I had already been "ordained-commissioned" by my conference back in June and the SECC executive committee had voted to give all their "ordained-commissioned" pastors "ordination" credentials on March 22. So what did the Pacific Union vote mean to me? I was pretty excited when I could honestly check "yes" on the "Are you an ordained minister?" question on the contract teaching form I recently filled out to teach a class for the first time for the School of Religion at Loma Linda University. I like the thought that I could serve at my current capacity in a different conference within the Union, though I love SECC. I'm not planning to be a conference president anytime soon, but I'm glad that door to serve would not be arbitrarily closed based on my gender.
To me, the more important question is, "What does the Pacific Union and Columbia Union vote mean for our church?" I believe this move means we are continuing to be faithful to God's call to struggle with, live up to, and proclaim present truth. It means we have moved further down the road towards no longer putting arbitrary obstacles in the way of half our church's members fully using their gifts for God's kingdom. It means my sisters who are not in pastoral ministry will be closer to recognizing their full humanity in Christ and not struggling with a God who created them as second-class citizens, requiring a brother, father, or husband for full access. It means our daughters called to prophesy will not be discouraged from answering that call by an ambivalent church.

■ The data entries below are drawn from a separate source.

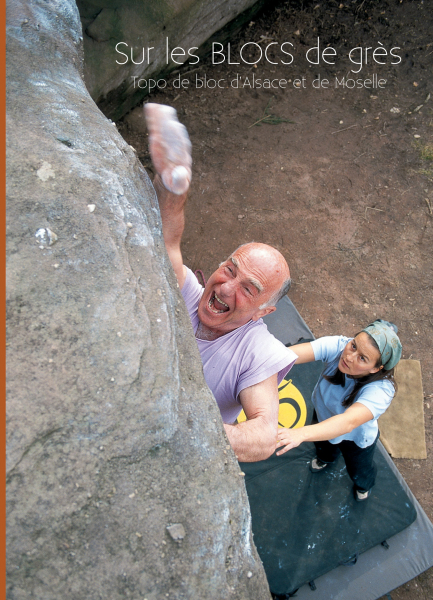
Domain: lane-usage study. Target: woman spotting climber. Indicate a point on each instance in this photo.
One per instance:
(355, 388)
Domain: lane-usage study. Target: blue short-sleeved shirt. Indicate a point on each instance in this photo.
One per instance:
(327, 398)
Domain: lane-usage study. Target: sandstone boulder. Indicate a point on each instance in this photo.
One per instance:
(120, 483)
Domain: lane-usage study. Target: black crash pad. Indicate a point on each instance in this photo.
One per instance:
(306, 524)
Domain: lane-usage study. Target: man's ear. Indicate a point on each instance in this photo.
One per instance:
(262, 312)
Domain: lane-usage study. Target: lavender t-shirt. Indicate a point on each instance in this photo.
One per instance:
(237, 360)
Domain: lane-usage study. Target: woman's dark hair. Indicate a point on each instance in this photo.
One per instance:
(338, 377)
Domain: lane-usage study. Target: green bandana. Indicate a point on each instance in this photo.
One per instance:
(387, 341)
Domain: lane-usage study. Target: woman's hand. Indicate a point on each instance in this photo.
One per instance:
(290, 438)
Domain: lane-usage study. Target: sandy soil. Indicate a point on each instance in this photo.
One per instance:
(344, 190)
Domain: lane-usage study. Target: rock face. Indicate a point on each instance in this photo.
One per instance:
(120, 482)
(137, 25)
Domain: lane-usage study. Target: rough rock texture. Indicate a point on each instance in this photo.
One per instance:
(120, 481)
(138, 25)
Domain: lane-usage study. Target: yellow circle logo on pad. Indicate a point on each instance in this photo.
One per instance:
(293, 409)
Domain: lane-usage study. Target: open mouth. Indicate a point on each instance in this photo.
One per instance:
(216, 305)
(344, 364)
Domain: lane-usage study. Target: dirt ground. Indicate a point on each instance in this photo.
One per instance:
(344, 190)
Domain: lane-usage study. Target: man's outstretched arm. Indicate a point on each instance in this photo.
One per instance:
(170, 150)
(255, 439)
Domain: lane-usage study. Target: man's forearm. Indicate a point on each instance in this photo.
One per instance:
(252, 440)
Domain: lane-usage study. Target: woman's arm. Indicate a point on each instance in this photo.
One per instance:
(353, 417)
(304, 352)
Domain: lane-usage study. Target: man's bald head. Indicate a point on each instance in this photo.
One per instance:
(268, 258)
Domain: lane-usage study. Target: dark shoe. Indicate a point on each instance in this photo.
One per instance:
(361, 496)
(317, 465)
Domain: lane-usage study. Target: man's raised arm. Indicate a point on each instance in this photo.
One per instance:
(170, 149)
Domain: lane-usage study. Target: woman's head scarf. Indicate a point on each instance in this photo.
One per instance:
(386, 338)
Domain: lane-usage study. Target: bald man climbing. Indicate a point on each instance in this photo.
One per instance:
(242, 362)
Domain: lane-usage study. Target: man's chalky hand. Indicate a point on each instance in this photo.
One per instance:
(170, 147)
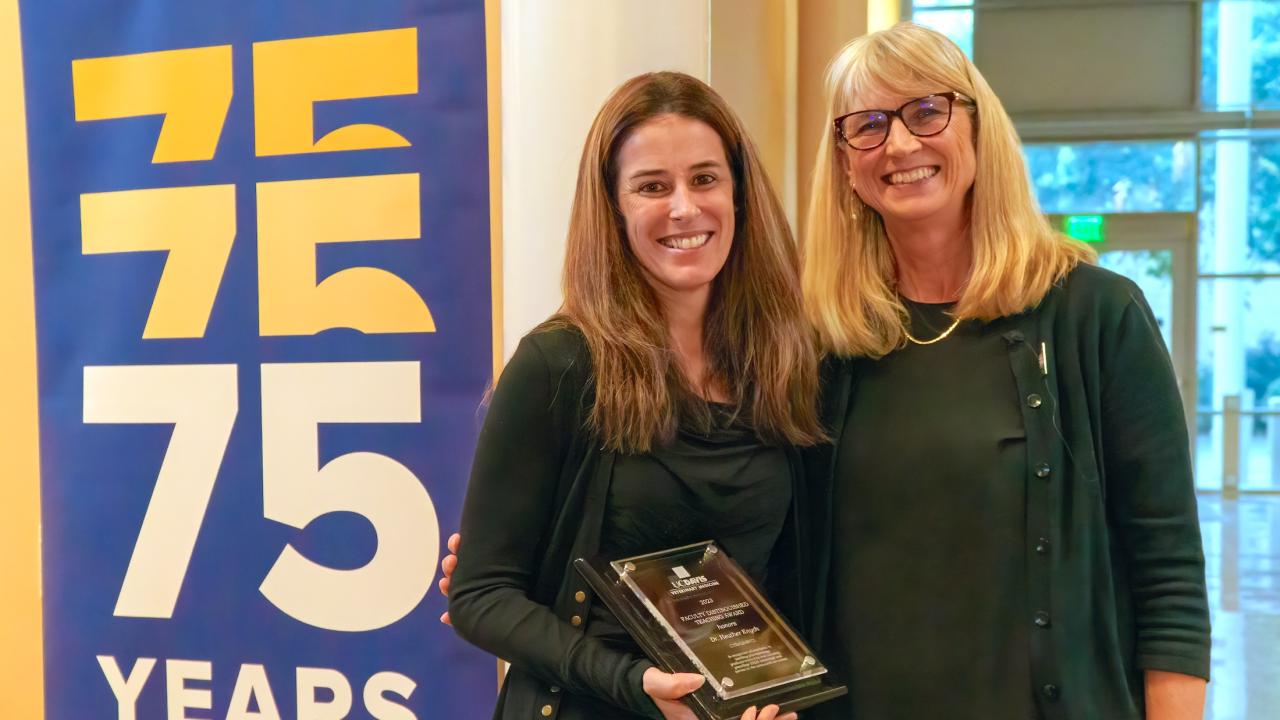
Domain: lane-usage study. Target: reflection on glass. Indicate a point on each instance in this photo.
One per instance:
(1114, 177)
(1238, 355)
(1243, 35)
(1239, 217)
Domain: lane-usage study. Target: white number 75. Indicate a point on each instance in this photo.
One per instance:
(201, 402)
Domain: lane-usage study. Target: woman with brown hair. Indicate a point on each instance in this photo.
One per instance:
(661, 406)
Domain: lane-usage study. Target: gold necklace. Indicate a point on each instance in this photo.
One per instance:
(940, 338)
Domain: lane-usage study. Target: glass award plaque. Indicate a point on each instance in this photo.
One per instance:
(694, 610)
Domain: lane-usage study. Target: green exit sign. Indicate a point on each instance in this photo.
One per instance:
(1088, 228)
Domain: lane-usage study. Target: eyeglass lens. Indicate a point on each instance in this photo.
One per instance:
(923, 117)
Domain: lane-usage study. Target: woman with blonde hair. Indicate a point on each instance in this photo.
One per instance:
(1008, 505)
(661, 406)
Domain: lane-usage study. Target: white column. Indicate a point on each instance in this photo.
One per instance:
(1230, 220)
(560, 60)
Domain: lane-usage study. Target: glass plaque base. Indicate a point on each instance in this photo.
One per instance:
(694, 610)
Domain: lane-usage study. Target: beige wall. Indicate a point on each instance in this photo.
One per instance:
(560, 60)
(753, 55)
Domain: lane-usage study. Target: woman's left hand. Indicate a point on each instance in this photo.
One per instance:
(769, 712)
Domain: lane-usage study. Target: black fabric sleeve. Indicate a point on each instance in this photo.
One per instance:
(1151, 493)
(508, 511)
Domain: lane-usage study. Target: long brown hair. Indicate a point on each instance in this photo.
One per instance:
(757, 341)
(850, 274)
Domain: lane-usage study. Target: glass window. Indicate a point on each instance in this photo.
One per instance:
(1240, 36)
(1239, 213)
(954, 23)
(1238, 356)
(1114, 177)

Some have expressed concern for our church's unity and wished the Unions had waited for the General Conference. I too wish this process could have been one of consensus at every step. I wonder how much easier answering the call would have been for me if the world church at Utrecht in 1995 had been united in creating space for those who recognized God's call, regardless of gender, to follow their God-given convictions. Instead, my conference accused La Sierra University Church of rebellion when it ordained it's female pastors, some in Pacific Union felt Southeastern California Conference was rebelling when it ordained-commissioned its female pastors, and now the General Conference is implying that Pacific Union is rebelling when it votes to ordain its female pastors. In the midst of a messy process towards consensus, I see God at work. As women have been supported as pastors locally, more and more hearts and minds have been changed as they see the Spirit at work. Despite a, perhaps necessarily, messy process, I'm not worried about church unity. If Jesus said He would establish His church and the gates of hell couldn't prevail against it, I'm not sure why we're so concerned.

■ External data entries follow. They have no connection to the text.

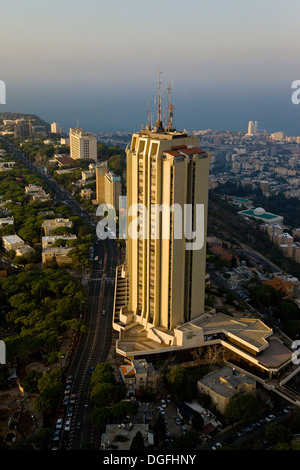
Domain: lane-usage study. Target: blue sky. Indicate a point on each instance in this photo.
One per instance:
(97, 61)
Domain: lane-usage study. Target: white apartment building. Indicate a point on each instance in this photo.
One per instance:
(83, 145)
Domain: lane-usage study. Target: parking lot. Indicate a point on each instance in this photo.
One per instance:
(169, 412)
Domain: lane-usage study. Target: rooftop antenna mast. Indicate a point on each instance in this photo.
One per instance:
(170, 109)
(148, 120)
(159, 122)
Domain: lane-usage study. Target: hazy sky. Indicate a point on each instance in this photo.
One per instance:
(230, 61)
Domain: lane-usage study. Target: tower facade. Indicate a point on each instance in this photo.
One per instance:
(167, 176)
(83, 145)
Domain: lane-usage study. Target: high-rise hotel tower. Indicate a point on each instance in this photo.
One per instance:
(162, 283)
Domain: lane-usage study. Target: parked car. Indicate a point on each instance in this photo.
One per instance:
(66, 401)
(216, 446)
(68, 425)
(59, 423)
(72, 399)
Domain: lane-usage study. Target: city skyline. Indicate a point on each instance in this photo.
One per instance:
(227, 64)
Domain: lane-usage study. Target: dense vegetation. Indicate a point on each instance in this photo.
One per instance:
(42, 306)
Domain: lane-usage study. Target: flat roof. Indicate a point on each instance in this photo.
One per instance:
(12, 238)
(275, 355)
(223, 381)
(248, 330)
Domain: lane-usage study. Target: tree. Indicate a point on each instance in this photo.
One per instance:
(101, 416)
(42, 438)
(30, 381)
(106, 394)
(103, 373)
(197, 422)
(138, 442)
(159, 429)
(276, 433)
(243, 407)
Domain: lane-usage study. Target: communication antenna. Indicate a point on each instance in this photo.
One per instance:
(170, 109)
(159, 122)
(148, 120)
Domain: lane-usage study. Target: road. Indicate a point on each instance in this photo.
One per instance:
(93, 346)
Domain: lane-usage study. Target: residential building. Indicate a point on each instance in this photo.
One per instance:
(55, 128)
(6, 221)
(51, 224)
(47, 242)
(186, 411)
(12, 242)
(57, 255)
(120, 436)
(286, 287)
(86, 193)
(260, 214)
(83, 145)
(139, 376)
(166, 277)
(108, 186)
(63, 160)
(222, 384)
(36, 193)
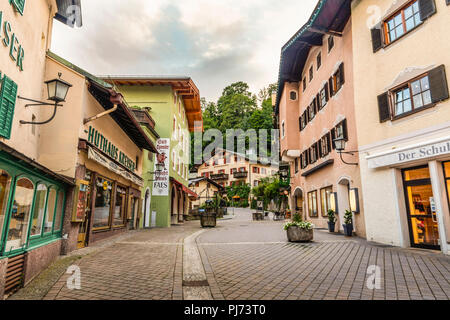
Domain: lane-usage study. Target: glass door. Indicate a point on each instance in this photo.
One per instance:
(423, 226)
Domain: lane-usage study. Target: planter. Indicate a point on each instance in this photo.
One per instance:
(331, 226)
(348, 229)
(208, 220)
(297, 234)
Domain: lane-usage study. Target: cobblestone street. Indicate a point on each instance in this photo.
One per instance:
(243, 260)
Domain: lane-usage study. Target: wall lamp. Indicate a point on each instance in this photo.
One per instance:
(340, 147)
(57, 91)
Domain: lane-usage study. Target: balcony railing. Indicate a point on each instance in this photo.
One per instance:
(220, 176)
(240, 175)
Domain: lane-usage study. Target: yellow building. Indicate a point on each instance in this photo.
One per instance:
(228, 168)
(401, 73)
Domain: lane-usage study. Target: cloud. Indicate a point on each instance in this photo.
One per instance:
(216, 42)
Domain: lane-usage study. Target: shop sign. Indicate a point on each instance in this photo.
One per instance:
(161, 183)
(111, 165)
(424, 151)
(10, 41)
(98, 140)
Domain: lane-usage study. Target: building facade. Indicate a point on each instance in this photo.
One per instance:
(227, 168)
(33, 198)
(401, 75)
(316, 106)
(174, 104)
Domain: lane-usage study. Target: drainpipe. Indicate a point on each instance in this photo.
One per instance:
(115, 98)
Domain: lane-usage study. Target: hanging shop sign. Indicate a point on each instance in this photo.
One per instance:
(111, 165)
(421, 151)
(161, 183)
(9, 40)
(101, 142)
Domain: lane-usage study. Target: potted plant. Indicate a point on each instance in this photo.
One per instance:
(331, 220)
(348, 223)
(298, 230)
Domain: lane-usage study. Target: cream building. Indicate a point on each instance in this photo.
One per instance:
(401, 68)
(228, 168)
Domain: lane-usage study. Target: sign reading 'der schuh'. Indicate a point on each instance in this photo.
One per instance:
(430, 150)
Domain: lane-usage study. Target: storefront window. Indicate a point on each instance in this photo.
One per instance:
(119, 210)
(20, 213)
(102, 203)
(325, 200)
(38, 212)
(312, 204)
(49, 217)
(5, 184)
(59, 212)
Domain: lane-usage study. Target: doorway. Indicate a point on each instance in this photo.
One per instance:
(422, 220)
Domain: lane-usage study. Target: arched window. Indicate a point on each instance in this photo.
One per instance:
(5, 185)
(39, 209)
(20, 214)
(50, 215)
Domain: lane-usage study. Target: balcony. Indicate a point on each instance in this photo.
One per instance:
(240, 175)
(220, 176)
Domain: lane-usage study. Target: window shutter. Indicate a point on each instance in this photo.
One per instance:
(377, 40)
(333, 136)
(341, 73)
(7, 104)
(345, 129)
(330, 84)
(438, 84)
(383, 107)
(426, 9)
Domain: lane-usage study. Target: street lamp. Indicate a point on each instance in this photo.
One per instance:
(57, 90)
(340, 144)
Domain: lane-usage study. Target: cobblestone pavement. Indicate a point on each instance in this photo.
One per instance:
(252, 260)
(243, 259)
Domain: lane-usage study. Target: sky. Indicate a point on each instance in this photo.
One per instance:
(215, 42)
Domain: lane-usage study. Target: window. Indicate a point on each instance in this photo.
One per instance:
(50, 215)
(120, 208)
(312, 204)
(402, 22)
(330, 43)
(325, 200)
(20, 214)
(415, 95)
(59, 212)
(325, 145)
(8, 96)
(102, 203)
(313, 153)
(293, 95)
(5, 185)
(38, 212)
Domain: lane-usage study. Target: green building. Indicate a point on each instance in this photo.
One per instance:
(173, 105)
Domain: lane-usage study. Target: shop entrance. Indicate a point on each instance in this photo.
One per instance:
(422, 220)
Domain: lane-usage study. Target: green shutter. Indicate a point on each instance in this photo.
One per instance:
(7, 103)
(19, 5)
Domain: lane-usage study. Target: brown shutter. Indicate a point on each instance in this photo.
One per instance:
(377, 40)
(426, 8)
(438, 84)
(341, 73)
(383, 107)
(331, 85)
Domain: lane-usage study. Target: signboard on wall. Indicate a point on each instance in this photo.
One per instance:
(161, 183)
(419, 152)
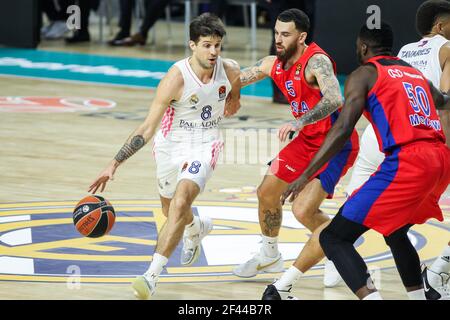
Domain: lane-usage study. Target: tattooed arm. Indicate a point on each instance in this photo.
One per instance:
(232, 103)
(169, 89)
(258, 71)
(321, 69)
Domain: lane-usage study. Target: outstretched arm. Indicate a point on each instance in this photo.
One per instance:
(441, 100)
(169, 89)
(232, 104)
(258, 71)
(321, 67)
(356, 90)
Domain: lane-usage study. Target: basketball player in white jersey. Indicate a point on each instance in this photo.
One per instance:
(190, 103)
(430, 55)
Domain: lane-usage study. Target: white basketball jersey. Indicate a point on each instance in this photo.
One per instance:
(424, 56)
(197, 115)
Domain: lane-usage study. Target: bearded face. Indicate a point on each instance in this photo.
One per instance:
(285, 53)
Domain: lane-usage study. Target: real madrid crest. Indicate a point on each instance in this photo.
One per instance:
(193, 99)
(222, 92)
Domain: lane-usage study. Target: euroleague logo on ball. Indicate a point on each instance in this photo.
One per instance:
(40, 243)
(53, 104)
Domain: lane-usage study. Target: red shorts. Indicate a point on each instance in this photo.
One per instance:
(293, 159)
(405, 189)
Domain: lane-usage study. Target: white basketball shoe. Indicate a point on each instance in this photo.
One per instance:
(144, 286)
(192, 245)
(331, 276)
(258, 264)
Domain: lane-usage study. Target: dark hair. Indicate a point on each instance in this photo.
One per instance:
(300, 19)
(206, 24)
(428, 13)
(378, 39)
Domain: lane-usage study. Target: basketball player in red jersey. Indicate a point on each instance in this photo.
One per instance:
(401, 105)
(307, 77)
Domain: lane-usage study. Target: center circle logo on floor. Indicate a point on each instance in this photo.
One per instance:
(53, 104)
(39, 242)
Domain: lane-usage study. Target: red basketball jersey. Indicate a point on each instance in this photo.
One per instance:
(302, 96)
(400, 105)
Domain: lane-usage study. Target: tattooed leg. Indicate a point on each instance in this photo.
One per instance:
(271, 222)
(270, 211)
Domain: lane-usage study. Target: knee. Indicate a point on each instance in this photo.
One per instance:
(326, 239)
(302, 214)
(180, 208)
(398, 237)
(266, 195)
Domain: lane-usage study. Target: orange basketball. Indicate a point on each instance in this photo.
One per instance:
(94, 216)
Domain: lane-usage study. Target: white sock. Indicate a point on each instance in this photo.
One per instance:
(157, 264)
(373, 296)
(193, 228)
(442, 263)
(434, 279)
(288, 279)
(270, 246)
(417, 295)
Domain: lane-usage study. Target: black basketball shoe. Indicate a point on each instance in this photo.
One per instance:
(272, 293)
(441, 292)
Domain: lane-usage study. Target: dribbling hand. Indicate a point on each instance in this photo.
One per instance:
(102, 179)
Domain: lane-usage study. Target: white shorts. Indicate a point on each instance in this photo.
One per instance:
(179, 160)
(369, 159)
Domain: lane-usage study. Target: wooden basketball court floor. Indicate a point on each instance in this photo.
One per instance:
(48, 160)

Our church leaders have inspired us to pray for Revival and Reformation. Amen! Sometimes a prayer like that has unforeseen consequences. Sometimes, in fact, most times, revival and reformation come from the bottom up and disturb our preconceived ideas and traditions. Joel 2:28-29 promises that in the last days God will pour out His Spirit on all people. I'm praising God that one more man-made obstacle for daughters to follow that Spirit has been removed. Let's pray for God's grace and love for each other as we honestly wrestle with God at work in us and our church community. And may the day come soon when we are no longer defined by our ethnicity, socioeconomic status, or gender, but truly are one in Christ Jesus.
—Raewyn Hankins is the lead pastor at the Victorville Seventh-day Adventist Church in Victorville, Calif.